Despite many offers to play lead roles in the wake of Barbarella's success, Jane becomes incredibly selective about her roles, a quality that leads to her turning down parts in universally beloved future classics such as Bonnie and Clyde and Rosemary's Baby. Instead, Jane chooses to star in the grim 1969 drama, They Shoot Horses, Don't They? The role attracts widespread praise from critics and leads to her first Academy Award nomination. Two years later, Jane wins an Academy Award for playing a prostitute in the 1971 mystery film Klute.



After a half-decade of political activism, Jane becomes more heavily involved in the anti-war movement in 1970. Along with Klute costar Donald Sutherland and political organizer Fred Gardner, Fonda launches the Free the Army or FTA Tour, a counterpoint to the USO shows hosted by Bob Hope for the military. That same year, Jane is arrested at an airport in Cleveland on suspicion of drug trafficking after officers find bags of pills in her luggage. She is released without being charged, insisting then and today that the pills were merely vitamins.

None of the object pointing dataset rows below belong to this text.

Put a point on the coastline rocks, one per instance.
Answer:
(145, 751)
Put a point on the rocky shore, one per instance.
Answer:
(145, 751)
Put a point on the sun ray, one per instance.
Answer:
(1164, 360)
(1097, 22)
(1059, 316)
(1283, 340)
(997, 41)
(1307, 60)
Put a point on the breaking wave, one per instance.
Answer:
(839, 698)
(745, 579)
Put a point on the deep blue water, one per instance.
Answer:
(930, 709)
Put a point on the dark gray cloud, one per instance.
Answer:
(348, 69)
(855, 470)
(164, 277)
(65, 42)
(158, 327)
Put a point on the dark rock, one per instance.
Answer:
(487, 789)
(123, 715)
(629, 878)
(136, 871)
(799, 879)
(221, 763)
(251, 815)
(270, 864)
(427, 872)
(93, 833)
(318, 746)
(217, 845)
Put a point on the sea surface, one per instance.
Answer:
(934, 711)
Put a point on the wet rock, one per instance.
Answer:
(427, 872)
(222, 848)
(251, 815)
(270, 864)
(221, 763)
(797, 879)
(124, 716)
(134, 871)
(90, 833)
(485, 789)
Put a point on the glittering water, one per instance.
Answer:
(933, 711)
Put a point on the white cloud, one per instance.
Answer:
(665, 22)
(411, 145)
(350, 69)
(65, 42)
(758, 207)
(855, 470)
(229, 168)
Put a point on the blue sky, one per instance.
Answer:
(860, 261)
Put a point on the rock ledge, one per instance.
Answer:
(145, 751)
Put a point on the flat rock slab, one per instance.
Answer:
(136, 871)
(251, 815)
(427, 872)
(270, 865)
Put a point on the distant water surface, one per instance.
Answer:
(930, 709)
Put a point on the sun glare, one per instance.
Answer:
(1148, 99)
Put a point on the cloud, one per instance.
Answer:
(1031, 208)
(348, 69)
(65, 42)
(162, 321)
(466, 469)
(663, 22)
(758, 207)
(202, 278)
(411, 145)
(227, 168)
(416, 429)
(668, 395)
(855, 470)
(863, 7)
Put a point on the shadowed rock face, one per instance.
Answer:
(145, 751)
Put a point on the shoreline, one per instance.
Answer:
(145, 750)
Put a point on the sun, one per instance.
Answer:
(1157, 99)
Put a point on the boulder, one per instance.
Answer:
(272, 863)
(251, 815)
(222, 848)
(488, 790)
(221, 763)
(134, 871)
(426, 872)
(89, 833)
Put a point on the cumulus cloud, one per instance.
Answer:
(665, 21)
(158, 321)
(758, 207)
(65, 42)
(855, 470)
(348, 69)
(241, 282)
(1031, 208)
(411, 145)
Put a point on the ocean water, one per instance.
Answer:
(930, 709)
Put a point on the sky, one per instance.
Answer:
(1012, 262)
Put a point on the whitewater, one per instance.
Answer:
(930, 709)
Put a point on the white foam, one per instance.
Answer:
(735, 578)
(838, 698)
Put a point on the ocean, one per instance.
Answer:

In 1972, in support of journalists and activists who travel to Vietnam to bring more honest reporting than what is frequently found in mainstream news outlets, Jane takes a trip to Hanoi, the capital of North Vietnam. Jane's visit is highly controversial among many in the United States, as she reports that the US methodically bombs dams in North Vietnam to deprive civilians of drinking water, a contentious though not unreasonable claim. She also draws controversy for a photograph in which she is depicted sitting in a North Vietnam anti-aircraft gun. Many Americans back home are outraged, referring to the actor henceforth as "Hanoi Jane." While she admits that allowing herself to be photographed in the gun-seat is something about which she feels great remorse, Jane adds that she has no other regrets regarding her visit to North Vietnam. The following year, Jane divorces Roger and marries the activist Tom Hayden who is famous for drafting the Students for a Democratic Society's Port Huron Statement.

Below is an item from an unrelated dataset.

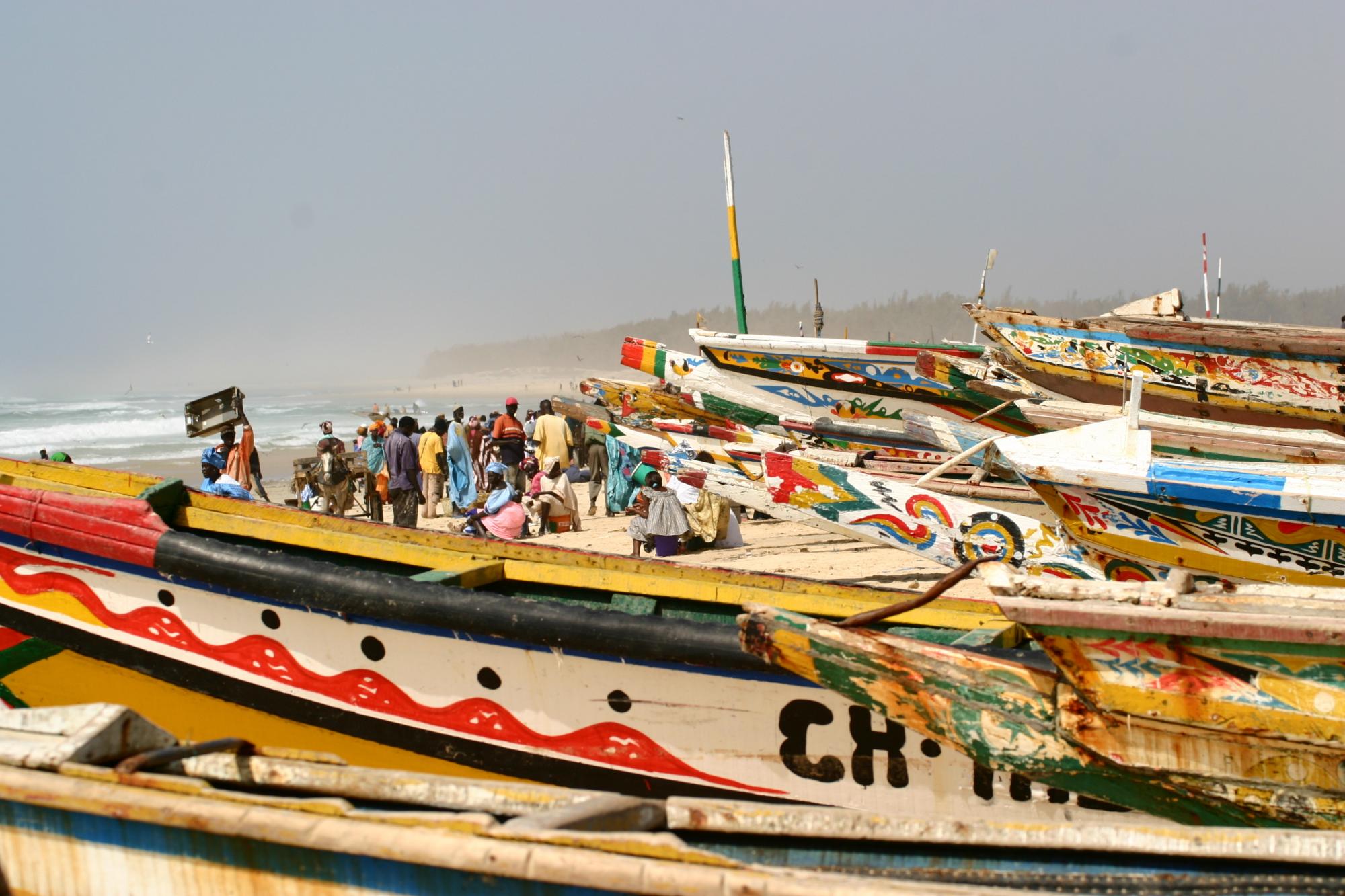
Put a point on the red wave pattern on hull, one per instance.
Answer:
(605, 743)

Between 1971 and 1977, none of Jane's films become significant box office successes. It is an open question whether this is because Americans reject her actions surrounding the anti-war movement or whether she is merely distracted by her activism and less focused on her career. Whatever the case, Jane returns to glory playing the blacklisted playwright Lillian Hellman in the 1977 film Julia, a role for which she receives another Academy Award nomination. Committed now to only taking roles that have social relevance, Jane stars in 1978's Vietnam drama Coming Home, earning herself yet another Academy Award nomination. The Academy Award nomination streak continues with 1979's nuclear disaster drama, The China Syndrome. While Jane's film career would decline slightly during the 1980s, Jane finds a whole new audience as a host of highly popular aerobics videos.



Citizen Jane is a compelling look at a great actor and one of the most recognizable symbols of American anti-war sentiments in the 1970s.